05 May 2021; MEMO: Germany's Interior Minister has said that far-right crimes in the country have hit a record high.
Far-right offences accounted for more than half of all politically motivated crimes and are at their highest level in 20 years since police started collecting data in 2001.
Horst Seehofer has said that politically motivated crime is a growing problem with groups targeting immigrants, refugees, black Germans, displaying Nazi symbols, carrying out anti-Semitic attacks and targeting Asian people.
Seehofer said that Islamist crime was higher than in previous years. There were 49 more attacks last year than in 2016, when numbers soared because of the refugee crisis.
"Right-wing extremism is the biggest threat for security in our country as the majority of racist crimes are committed by people within this group," said Seehofer.

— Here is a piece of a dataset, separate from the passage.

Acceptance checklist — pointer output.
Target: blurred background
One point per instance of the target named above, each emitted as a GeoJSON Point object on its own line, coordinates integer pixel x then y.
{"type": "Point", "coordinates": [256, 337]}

He also said that right-wing violence had left a "trail of blood" throughout Germany.
In February last year gunman Tobias Rathjen shot nine people in a shisha bar in Hanau known to be frequented by non-Germans or people of non-German descent, killed his mother at home, and then shot himself.
Among the dead were Turks, a Bosnian, a Bulgarian, a Romanian citizen, and a pregnant woman.
Rathjen uploaded a 24-page manifesto in which he called for the elimination of several Middle Eastern countries.
There have been other attacks in Germany on Syrian refugees including an arson attack. The man who survived filed a complaint against German police for failing to consider the far-right xenophobic motive.
On Monday evening, a 53-year-old man thought to be behind over 100 anti-foreigner letters containing death threats sent to prominent Germans was arrested in Berlin.
The accused signed his letters with NSU 2.0 in reference to the neo-Nazi terror cell National Socialist Underground which has killed ten people in racially motivated attacks, including eight Turks, one Greek immigrant and a female police officer.
He has been previously convicted of crimes including ones motivated by right-wing ideology.